Setting up for your Azure Active Directory requires you to identify some underlying factors. One important one is determining your version of PIM.  

Started in November 2019, Azure Active Directory rationing of Privileged Identity Management was updated to a newer version that matches the Azure resource role experiences. This singular action creates extra features as well as modifications to the existing API. While the new version is being implemented, the procedures to follow are largely a function of your Privileged Identity Management version.  

How to configure Alerts for Azure Active Directory 

Azure Log Analytics and Azure Monitor alerts is required to establish the solution to notify when an emergency account is used to sign in. 

The first step;

Set Up a Log Analytics Workplace 

The first step is to setup a Log Analytics Workplace. By default, Azure subscriptions do not get configured with a Log Analytics workplace hence, ab initio a Log Analytics Workplace is required. 

The first thing is to log onto the Azure Portal via an account with one or more of the roles mentioned in the requirements above. In the Azure portal, click “All services”. Amongst the resources, type Log Analytics. When typing begins, filters to the list are applied according your input. Choose Log Analytics workspaces from the options. 

Second Step 

While you are still logged on in the Azure AD Portal, click on “Azure Active Directory” in the left side of the navigation menu. Choose “Diagnostic settings” in Azure AD’s navigation menu. In the main pane, select “Add diagnostic setting”. The Diagnostic settings blade  then appears. 

On the “Diagnostic settings” blade, create a name for the diagnostic settings. Click the Send to “Log Analytics workspace” check box. Select the Log Analytics workspace of your choice to send the logs to, or create a new workspace in the dialog box provided. 

Third Step 

The Azure AD Portal while still logged on, select “Monitor” in the left navigation menu. 

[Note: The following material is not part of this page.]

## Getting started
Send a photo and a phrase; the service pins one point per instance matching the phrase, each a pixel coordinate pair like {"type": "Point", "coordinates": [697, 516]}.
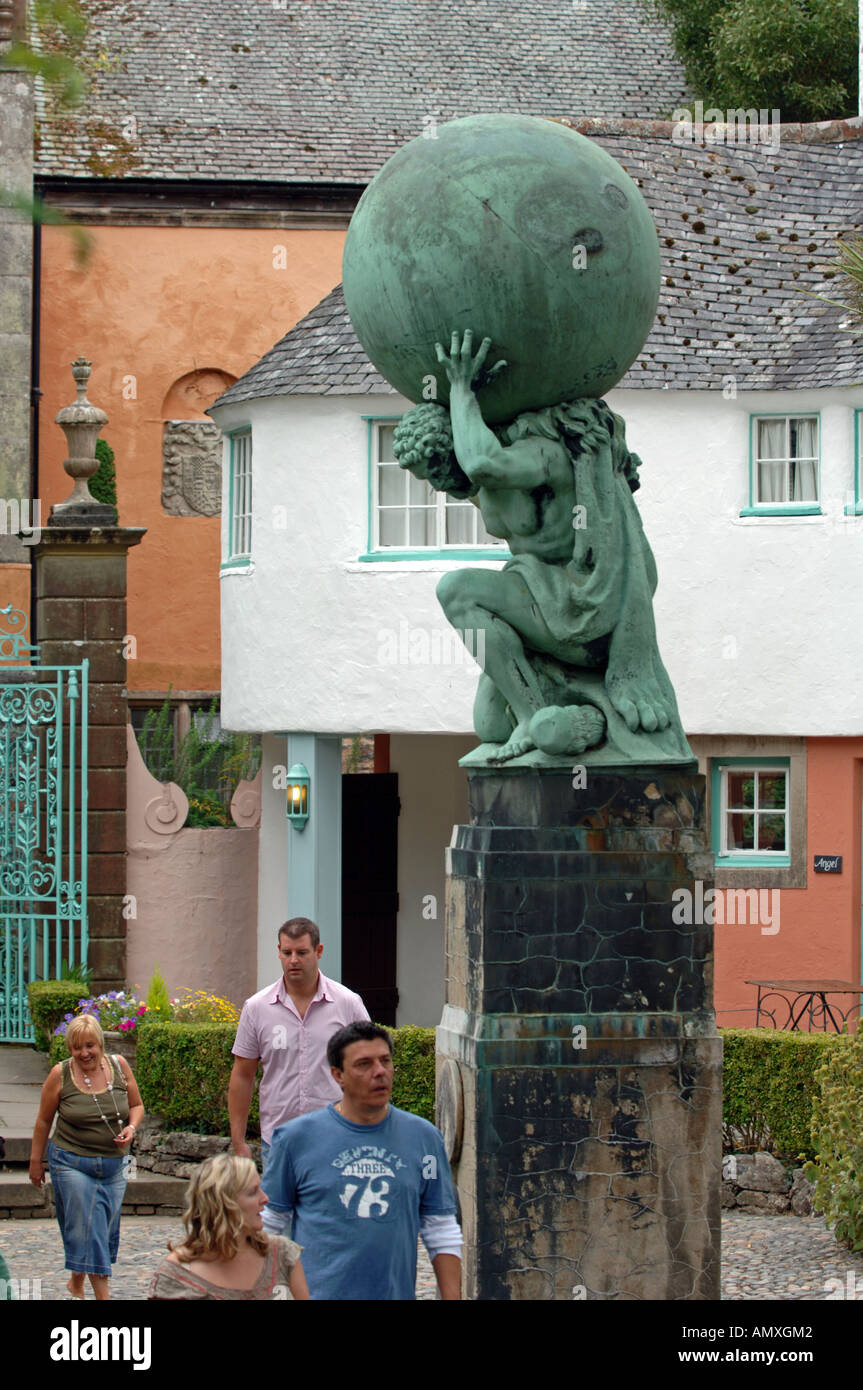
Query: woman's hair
{"type": "Point", "coordinates": [211, 1216]}
{"type": "Point", "coordinates": [82, 1026]}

 Select “Alerts” in Azure Monitor’s navigation menu. Select the + “New alert rule” link in the main pane. In the Scope area effect the following modifications:  

Click the Select resource link. The Select a resource blade would then appears. From the Filter by subscription drop-down list, choose the Azure subscription containing the previously created Log Analytics workspace. In the Resource list, choose the previously created Log Analytics workspace. Click “Done” at the bottom of the Select a resource blade to save the settings and close the blade. 

In the “Condition”area make the following changes: Click the “Select condition”link. The “Configure signal logic” blade appears. In the “Signal name”list, select “Custom log search”.  

Fourth Step 

To ensure the notification works as expected, login with the emergency access account into the Azure Portal or any other Azure AD-integrated service. An alert should trigger within 5 minutes. If it doesn’t, retrace your steps.